Fui levado a uma cela onde só cabiam eu e minha autoestima. Como minha autoestima não ocupava muito espaço, fiquei relativamente confortável e nem tive motivo pra reclamar, a não ser do rato que toda noite vinha me lembrar que aquilo era uma cela imunda. Fiquei ali por alguns meses sem saber o que seria resolvido a meu respeito, ingerindo a ração de carne podre que nutria minha covardia, meu medo e meu desalento, cada dia mais vorazes.

Certa vez, olhei pela janela a noite que se estendia lá fora. Estava iluminada por um clarão que não vinha da lua. Era até perigoso ficar olhando a lua, pois os admiradores do luar foram postos na marginalidade pelo governo. A luz também não vinha dos postes que ladeavam os caminhos que levavam à prisão. Estiquei bem o pescoço, pude olhar mais além e o que vi me deixou estarrecido. Era uma cruz de madeira pegando fogo. Ao redor, vários cavaleiros vestidos de uniformes e capuzes brancos e empunhando rifles. Só poderia ser a Ku Klux Klan, mas, apesar da KKK se encaixar perfeitamente naqueles tempos sombrios, ela só seria criada muito tempo depois.
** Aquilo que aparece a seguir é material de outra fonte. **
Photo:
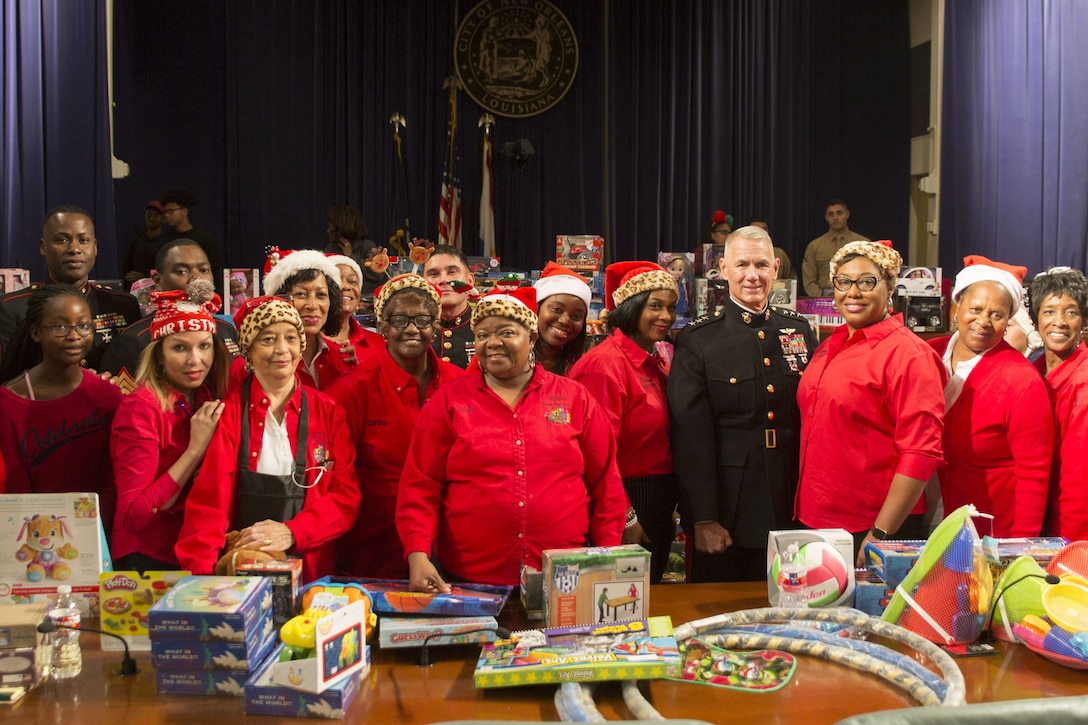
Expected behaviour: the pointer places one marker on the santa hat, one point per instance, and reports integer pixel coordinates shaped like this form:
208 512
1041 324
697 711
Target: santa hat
347 261
383 293
519 305
185 310
558 280
258 314
977 268
280 266
625 280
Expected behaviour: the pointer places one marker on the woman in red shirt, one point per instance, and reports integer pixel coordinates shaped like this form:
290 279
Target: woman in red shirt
281 464
627 376
506 462
999 432
162 428
872 402
382 400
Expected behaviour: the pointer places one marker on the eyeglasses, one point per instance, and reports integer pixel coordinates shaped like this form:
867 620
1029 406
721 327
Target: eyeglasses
864 283
400 321
63 329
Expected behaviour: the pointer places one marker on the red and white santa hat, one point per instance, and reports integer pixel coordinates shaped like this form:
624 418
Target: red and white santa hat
625 280
347 261
977 268
558 280
282 265
519 305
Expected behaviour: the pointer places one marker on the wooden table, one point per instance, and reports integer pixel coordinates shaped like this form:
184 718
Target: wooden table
396 690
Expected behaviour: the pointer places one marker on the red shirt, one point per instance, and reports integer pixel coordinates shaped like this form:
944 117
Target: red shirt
1067 385
493 487
381 403
61 445
999 435
870 408
629 385
330 507
146 442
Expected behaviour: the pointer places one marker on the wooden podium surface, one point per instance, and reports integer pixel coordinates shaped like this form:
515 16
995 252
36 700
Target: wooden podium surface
396 690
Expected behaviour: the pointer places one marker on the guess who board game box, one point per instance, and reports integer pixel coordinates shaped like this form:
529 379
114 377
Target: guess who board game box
51 539
595 585
641 649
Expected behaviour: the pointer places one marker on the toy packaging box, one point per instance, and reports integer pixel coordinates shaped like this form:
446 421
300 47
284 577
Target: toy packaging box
412 631
213 609
829 558
286 577
51 539
340 650
264 697
125 599
595 585
240 284
580 252
196 654
640 649
393 597
891 561
13 279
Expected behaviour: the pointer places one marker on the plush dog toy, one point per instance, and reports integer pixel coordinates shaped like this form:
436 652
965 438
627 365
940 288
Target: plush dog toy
234 555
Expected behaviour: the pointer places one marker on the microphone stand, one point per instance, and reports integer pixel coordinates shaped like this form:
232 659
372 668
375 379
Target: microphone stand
424 653
127 663
987 635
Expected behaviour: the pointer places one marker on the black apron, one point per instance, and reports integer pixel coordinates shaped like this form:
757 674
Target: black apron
266 495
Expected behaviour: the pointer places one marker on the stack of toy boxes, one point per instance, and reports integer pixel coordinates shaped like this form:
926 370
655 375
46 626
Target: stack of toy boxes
209 633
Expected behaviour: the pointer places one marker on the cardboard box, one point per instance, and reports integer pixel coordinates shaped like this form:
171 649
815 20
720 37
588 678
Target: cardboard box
223 683
195 654
125 599
264 697
341 649
595 585
286 579
212 609
870 593
891 561
394 597
829 555
923 281
412 631
77 552
641 649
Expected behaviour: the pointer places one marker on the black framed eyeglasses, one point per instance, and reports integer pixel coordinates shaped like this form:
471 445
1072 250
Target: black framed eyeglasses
62 329
864 283
400 321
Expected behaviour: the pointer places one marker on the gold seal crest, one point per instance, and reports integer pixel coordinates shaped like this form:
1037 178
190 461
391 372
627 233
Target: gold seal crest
516 58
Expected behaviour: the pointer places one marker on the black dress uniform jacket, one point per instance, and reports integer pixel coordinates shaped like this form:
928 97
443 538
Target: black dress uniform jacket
734 420
111 311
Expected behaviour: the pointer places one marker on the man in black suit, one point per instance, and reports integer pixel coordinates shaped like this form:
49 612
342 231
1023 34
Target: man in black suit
733 416
70 248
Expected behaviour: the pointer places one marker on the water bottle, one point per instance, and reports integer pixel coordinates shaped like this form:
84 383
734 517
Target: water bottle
792 578
68 659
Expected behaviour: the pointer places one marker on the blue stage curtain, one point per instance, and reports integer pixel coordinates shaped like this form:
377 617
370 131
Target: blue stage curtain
54 122
1014 158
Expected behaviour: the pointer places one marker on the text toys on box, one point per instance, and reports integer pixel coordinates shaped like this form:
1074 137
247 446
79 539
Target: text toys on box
210 607
640 649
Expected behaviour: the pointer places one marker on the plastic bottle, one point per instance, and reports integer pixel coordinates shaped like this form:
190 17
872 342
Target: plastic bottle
68 659
792 578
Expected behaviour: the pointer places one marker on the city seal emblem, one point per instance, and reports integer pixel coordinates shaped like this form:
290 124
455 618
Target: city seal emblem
516 58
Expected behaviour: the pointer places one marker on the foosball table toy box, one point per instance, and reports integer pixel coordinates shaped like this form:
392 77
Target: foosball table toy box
594 585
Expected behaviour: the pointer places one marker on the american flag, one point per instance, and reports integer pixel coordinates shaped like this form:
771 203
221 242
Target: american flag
449 208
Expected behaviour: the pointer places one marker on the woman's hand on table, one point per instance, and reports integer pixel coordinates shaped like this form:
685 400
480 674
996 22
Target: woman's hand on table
267 536
422 575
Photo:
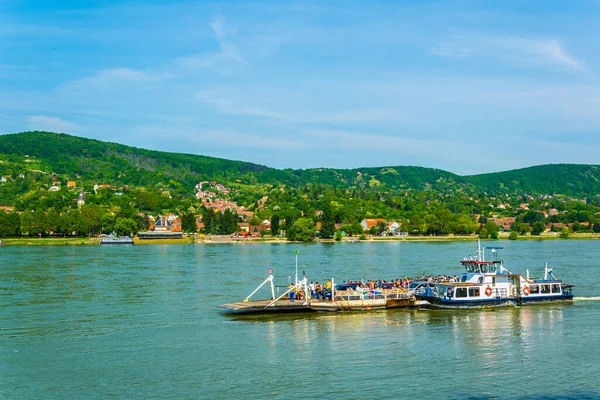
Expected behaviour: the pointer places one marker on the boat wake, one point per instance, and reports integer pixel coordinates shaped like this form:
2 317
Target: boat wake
594 298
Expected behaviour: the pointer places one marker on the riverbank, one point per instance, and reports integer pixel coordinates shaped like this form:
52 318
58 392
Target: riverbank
216 239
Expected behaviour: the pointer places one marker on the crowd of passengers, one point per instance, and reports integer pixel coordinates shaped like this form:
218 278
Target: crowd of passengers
323 291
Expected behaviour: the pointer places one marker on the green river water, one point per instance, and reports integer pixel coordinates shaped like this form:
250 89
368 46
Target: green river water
142 322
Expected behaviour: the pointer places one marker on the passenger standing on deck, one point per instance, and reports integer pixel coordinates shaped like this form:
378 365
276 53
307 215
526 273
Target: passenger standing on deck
292 292
327 290
312 288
Me recolhi ao cantinho da cela, onde o rato tinha acabado de urinar, e fiquei tremendo de medo de tudo aquilo, tentando dormir e acordar livre daquele pesadelo. De repente, um grupo de soldados entrou na minha cela, tomando Coca-Cola e disputando quem arrotava mais alto. Foi aí que o comandante olhou pra mim e berrou:

– Chegou a sua vez!

Pronto. Estava tudo acabado pra mim. Me levantei resignado e também louco pra que aquilo tudo terminasse. Estendi minhas mãos pra que os soldados me conduzissem até o local da execução. Mas o que ocorreu foi que o comandante me entregou uma garrafa de Coca-Cola e berrou novamente:

– Chegou a sua vez!

Aí compreendi. Tinha chegado a minha vez de tomar a Coca-Cola e participar do concurso de arroto. Então o comandante arrotou sua sentença:

– Se você conseguir arrotar mais alto do que nós, ganhará sua carta de alforria, sua liberdade, o perdão do Governo Central!

Claro que não acreditei que estavam me concedendo uma chance de escapar daquela situação, mas não pensei duas vezes (mesmo porque não era de pensar muito): virei a garrafa de Coca-Cola todinha na minha garganta sedenta e me preparei pra caprichar no arroto.

E foi mesmo o maior arroto que aquela região já havia escutado. Os soldados, todos arrotões de primeira grandeza, ficaram admirados com minha capacidade. Um especialista afirmou categoricamente que eu atingira uma nota ainda não registrada em toda a história da música, fato que só será superado num futuro distante, quando aparecerá um cara chamado Freddie Mercury.

Aí a minha vida deu uma reviravolta. Saí triunfalmente da prisão e me tornei um virtuose do arroto. Muita gente vinha tomar lições de arroto comigo e, dependendo da dedicação, em pouco tempo muitos alunos diplomados pela minha Universidade Musical do Arroto passaram a ocupar os mais cobiçados lugares nas maiores orquestras de arroto conhecidas na época.

Quando o Governo Central foi derrubado e o bolo de chocolate finalmente liberado pra toda a população, eu o introduzi nas lições de arroto. A combinação bolo de chocolate e Coca-Cola fez tanto sucesso que até eu passei a simpatizar com bolos de chocolate.

Assim, terminei meus dias, refestelado na glória, confortavelmente instalado em meu castelo, tendo aos meus pés os serviços de um batalhão de criados e a atenção de um número infindável de admiradores. Quanto ao arroto, passei a direção da minha universidade aos alunos mais destacados. Agora estou aposentado, só arrotando mesmo por esporte e pra não perder a embocadura.